Northern boss apologises to Wigan commuters over rail chaos

Wigan Wallgate, a Northern station
Wigan Wallgate, a Northern station

The boss of rail firm Northern has issued an apology to passengers, admitting services in the past few weeks have not been good enough and blamed the chaos on the North of England’s railways on the short notice the firm was given to implement new timetables.

David Brown, chief executive of Northern, told the Wigan Post the disruption seen on the railways was due to “circumstances outside of our control” and conceded that it would take some time to rebuild trust with its customers.

David Brown, chief executive of Northern

David Brown, chief executive of Northern

Mr Brown (pictured below) also said that the whole railway industry needed to learn lessons from the debacle and that a “whole system” approach was needed to avoid similar disruption in the future.

The introduction of new timetables led to thousands of cancelled or delayed trains and Northern was forced to introduce an interim timetable with reduced service levels in order to keep the trains moving.

The Post was one of 25 newspapers in the north to join forces to put pressure on Prime Minister Theresa May to take action after the unprecedented problems across Lancashire, Cumbria and Yorkshire that has seen hundreds of trains cancelled throughout May and June.
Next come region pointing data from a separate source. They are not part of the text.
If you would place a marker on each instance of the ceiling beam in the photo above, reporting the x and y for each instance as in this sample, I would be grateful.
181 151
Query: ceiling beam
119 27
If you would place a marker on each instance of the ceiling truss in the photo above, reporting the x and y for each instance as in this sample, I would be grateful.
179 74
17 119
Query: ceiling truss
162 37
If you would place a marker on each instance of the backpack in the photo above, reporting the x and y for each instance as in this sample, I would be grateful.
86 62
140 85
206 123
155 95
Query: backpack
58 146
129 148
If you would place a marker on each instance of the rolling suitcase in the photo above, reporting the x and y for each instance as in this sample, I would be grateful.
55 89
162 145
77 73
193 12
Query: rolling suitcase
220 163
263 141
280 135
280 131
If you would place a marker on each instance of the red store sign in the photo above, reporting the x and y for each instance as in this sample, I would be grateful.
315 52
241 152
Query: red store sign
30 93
Mr Brown said: “We are really sorry for the level of service that we have provided since the new timetable came in.

“It is not the sort of service that we want to operate but it has been caused by circumstances outside of our control.

“We are working hard to make the interim timetable work so we can fix it.”
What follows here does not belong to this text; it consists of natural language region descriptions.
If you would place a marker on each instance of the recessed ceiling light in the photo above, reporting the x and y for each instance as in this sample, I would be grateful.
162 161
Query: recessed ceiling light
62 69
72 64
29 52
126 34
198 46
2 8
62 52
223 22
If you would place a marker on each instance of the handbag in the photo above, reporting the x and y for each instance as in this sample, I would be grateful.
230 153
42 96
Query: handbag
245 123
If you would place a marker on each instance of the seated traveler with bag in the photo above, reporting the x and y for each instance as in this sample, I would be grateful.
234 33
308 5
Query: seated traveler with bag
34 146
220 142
The disruption has been due in Mr Brown’s view to the short notice it was given to introduce its new timetable, saying that as late as the evening before its introduction it was still finalising driver schedules.

“The first two weeks of the May timetable didn’t go very well at all and that was all down to the short notice,” he said.

“We are at the end of a planning process that normally takes nine or 10 months and actually we had to write the timetable in three to four months.

“Clearly there are a number of reviews in place but at the root cause of this is changes to the infrastructure that we thought we were going to have to plan the timetable around and then the need to rewrite that in really short order.

“That’s not a blame that it is just a fact.

“It has been incredibly challenging.

“When the infrastructure is delayed that gives you further training requirements, it means you have to rewrite the timetable and you don’t actually know the scale of consequences until the end of the process.”